Começo a escrever este texto às 2h24 do dia 15. Vou comentar um outro, publicado no Estadão On Line à 0h34 do dia 14, no ar, portanto, há 26 horas. Até agora, está lá, “zero comentário”. Ninguém quis saber. Às vezes, eu me ocupo de coisas com as quais, inicialmente, ninguém se importa. É uma […]

Por Reinaldo Azevedo Atualizado em 31 jul 2020, 18h25 - Publicado em 15 dez 2008, 06h59
Começo a escrever este texto às 2h24 do dia 15. Vou comentar um outro, publicado no Estadão On Line à 0h34 do dia 14, no ar, portanto, há 26 horas. Até agora, está lá, “zero comentário”. Ninguém quis saber. Às vezes, eu me ocupo de coisas com as quais, inicialmente, ninguém se importa. É uma das vantagens de se ter um blog. Refiro-me a uma entrevista concedida a Mônica Manir por Roseli Fischmann, que, informa o texto, “coordena a área de Filosofia e Educação da pós em Educação da USP e comanda o grupo de pesquisa do CNPq ‘Discriminação, Preconceito, Estigma’”. A professora redigiu ainda “o conteúdo do tema transversal Pluralidade Cultural dos Parâmetros Curriculares Nacionais”. Como se vê, discriminação não é com ela. Que bom! Não é a primeira vez que me refiro a Roseli neste blog (ver na parte final do texto) e a seu currículo para 400 talheres, o que faz dela, sem dúvida, uma autoridade dessas que alguns se negam a questionar porque impressionados com os paramentos. Mas, vocês sabem, sou um blogueiro um pouco atrevido, um tanto herético mesmo…

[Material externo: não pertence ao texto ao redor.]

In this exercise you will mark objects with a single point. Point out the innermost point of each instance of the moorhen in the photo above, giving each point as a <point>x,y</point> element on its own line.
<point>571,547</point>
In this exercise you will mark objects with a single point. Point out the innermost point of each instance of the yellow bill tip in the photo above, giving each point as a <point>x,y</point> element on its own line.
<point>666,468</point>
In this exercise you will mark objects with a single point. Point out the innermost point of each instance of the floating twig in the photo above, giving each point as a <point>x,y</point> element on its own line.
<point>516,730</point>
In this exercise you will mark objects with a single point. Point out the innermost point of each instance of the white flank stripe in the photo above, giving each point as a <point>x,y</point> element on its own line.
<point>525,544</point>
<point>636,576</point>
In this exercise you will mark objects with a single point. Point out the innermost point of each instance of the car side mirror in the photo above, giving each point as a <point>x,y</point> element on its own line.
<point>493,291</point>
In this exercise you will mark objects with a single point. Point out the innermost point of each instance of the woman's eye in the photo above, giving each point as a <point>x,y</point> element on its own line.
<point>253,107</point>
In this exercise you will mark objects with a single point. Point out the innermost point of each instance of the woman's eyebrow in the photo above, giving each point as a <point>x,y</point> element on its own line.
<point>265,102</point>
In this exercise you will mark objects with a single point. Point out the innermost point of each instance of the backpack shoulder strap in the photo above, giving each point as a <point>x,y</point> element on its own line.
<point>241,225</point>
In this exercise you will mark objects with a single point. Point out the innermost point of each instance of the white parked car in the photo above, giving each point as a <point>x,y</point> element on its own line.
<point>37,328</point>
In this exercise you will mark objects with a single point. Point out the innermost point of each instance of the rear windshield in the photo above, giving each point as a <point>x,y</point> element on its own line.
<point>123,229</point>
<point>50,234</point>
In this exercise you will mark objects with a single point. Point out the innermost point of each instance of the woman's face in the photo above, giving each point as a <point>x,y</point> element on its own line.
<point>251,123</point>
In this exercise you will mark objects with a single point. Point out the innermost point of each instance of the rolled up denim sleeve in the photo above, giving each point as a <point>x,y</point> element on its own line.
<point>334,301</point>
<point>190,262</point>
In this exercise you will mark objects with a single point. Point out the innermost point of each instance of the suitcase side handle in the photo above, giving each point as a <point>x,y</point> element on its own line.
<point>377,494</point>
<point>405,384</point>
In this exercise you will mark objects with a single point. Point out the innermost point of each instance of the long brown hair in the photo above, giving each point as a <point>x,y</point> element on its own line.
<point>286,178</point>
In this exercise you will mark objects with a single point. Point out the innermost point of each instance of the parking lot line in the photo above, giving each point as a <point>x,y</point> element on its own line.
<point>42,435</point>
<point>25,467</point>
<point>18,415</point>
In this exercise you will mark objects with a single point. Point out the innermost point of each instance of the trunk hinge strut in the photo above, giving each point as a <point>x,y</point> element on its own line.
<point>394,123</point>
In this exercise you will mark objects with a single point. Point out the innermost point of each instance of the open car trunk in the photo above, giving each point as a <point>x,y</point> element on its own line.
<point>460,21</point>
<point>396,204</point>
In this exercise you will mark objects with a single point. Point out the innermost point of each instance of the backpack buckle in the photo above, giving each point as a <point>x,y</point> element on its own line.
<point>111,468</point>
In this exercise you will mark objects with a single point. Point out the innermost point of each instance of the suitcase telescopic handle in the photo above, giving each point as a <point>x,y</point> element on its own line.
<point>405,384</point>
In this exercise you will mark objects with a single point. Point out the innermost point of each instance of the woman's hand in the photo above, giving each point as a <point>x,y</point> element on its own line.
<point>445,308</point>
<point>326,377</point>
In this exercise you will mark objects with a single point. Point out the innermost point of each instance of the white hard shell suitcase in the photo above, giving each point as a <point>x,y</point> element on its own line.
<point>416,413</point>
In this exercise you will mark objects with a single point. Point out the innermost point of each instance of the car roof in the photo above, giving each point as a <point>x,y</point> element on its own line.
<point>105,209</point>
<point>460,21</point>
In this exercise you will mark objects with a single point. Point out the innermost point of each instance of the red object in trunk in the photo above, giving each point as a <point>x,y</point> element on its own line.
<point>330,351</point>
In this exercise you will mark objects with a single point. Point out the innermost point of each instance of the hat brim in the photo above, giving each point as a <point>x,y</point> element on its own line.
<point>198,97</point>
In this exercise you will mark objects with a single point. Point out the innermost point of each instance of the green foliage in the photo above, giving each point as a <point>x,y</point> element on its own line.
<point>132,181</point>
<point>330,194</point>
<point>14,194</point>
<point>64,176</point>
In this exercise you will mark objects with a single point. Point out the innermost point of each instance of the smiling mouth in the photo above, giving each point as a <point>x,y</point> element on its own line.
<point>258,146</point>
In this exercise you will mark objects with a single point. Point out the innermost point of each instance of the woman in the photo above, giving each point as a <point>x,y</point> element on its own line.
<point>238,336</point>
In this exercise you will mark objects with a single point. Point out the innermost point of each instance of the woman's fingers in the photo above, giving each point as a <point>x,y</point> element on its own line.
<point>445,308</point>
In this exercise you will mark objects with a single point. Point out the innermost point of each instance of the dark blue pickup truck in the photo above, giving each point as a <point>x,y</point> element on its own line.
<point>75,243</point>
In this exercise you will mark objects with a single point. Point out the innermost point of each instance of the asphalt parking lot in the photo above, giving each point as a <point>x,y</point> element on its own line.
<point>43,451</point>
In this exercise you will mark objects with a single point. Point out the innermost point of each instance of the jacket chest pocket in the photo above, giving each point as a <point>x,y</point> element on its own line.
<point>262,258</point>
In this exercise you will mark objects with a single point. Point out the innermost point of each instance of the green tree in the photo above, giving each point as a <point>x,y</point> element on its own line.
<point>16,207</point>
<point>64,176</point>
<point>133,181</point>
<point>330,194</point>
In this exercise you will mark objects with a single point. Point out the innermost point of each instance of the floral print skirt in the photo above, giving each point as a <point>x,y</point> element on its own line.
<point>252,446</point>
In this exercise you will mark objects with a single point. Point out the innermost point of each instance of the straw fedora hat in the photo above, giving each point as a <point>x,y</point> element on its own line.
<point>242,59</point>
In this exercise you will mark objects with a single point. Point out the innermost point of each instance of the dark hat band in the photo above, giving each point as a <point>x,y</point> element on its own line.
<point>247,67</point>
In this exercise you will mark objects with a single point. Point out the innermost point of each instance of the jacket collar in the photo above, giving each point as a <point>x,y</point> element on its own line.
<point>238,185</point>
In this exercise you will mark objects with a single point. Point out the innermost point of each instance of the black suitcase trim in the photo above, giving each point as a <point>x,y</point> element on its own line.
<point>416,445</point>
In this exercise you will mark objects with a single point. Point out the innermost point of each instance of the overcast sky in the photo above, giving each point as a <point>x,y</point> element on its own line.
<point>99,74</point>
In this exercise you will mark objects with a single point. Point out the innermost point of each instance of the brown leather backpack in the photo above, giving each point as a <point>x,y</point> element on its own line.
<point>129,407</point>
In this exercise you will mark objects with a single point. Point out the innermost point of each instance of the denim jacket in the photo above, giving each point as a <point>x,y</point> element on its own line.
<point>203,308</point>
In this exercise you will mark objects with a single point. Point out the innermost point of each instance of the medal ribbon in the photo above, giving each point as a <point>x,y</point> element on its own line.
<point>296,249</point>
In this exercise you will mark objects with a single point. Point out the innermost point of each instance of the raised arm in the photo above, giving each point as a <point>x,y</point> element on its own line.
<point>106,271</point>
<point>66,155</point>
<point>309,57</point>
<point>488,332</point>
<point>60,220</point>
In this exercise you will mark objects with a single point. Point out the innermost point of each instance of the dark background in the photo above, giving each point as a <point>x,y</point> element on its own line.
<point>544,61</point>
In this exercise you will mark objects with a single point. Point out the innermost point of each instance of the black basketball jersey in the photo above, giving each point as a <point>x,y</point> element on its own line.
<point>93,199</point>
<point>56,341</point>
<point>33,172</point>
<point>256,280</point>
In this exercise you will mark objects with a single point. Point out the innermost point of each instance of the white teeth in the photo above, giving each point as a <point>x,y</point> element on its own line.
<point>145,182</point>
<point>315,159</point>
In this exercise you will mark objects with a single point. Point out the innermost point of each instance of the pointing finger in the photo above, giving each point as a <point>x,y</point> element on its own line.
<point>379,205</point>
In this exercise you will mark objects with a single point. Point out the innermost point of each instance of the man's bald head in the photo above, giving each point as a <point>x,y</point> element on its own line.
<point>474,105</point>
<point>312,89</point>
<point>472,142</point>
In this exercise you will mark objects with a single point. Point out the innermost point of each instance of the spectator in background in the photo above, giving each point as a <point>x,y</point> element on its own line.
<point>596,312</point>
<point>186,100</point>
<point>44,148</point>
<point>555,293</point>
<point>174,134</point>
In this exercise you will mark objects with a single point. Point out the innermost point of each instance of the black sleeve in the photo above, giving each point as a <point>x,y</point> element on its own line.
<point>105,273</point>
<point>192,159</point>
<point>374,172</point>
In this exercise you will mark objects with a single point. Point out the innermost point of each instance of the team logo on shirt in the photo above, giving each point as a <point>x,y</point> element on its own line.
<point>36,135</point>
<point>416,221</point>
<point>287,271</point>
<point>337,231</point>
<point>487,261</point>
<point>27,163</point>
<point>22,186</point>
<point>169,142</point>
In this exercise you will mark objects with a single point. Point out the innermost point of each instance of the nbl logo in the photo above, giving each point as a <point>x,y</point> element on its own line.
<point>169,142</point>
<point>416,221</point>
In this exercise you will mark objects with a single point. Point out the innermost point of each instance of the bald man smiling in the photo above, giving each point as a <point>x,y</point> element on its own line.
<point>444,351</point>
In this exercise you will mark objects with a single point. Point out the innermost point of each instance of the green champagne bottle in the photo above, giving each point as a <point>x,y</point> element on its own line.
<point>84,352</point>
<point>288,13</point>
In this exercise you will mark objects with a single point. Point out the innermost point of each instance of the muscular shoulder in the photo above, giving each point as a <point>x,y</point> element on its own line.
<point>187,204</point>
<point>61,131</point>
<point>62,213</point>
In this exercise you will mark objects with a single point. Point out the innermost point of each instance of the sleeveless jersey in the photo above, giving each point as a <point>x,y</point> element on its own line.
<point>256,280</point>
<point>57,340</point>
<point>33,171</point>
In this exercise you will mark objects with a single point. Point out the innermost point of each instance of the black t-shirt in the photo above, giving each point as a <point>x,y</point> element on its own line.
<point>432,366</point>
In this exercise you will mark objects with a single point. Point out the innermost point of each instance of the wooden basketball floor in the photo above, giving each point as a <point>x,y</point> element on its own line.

Roseli comenta no referido texto (íntegra aqui), também publicado no caderno Aliás do Estadão deste domingo, aquela história do suposto ensino do criacionismo nas escolas religiosas. Escrevo “suposto” porque não é fato que elas estejam ignorando a Teoria da Evolução, substituindo-a pelo Criacionismo ou pelo Design Inteligente. Segundo apurei, ensinam o darwinismo, expõem os seus princípios, informam que ele é quase unanimemente aceito pelo mundo científico, mas lembram que a confissão religiosa à qual pertencem as instituições de ensino tem sobre a origem das espécies uma outra abordagem. E que se note ainda: as escolas católicas nem mesmo problematizam a questão.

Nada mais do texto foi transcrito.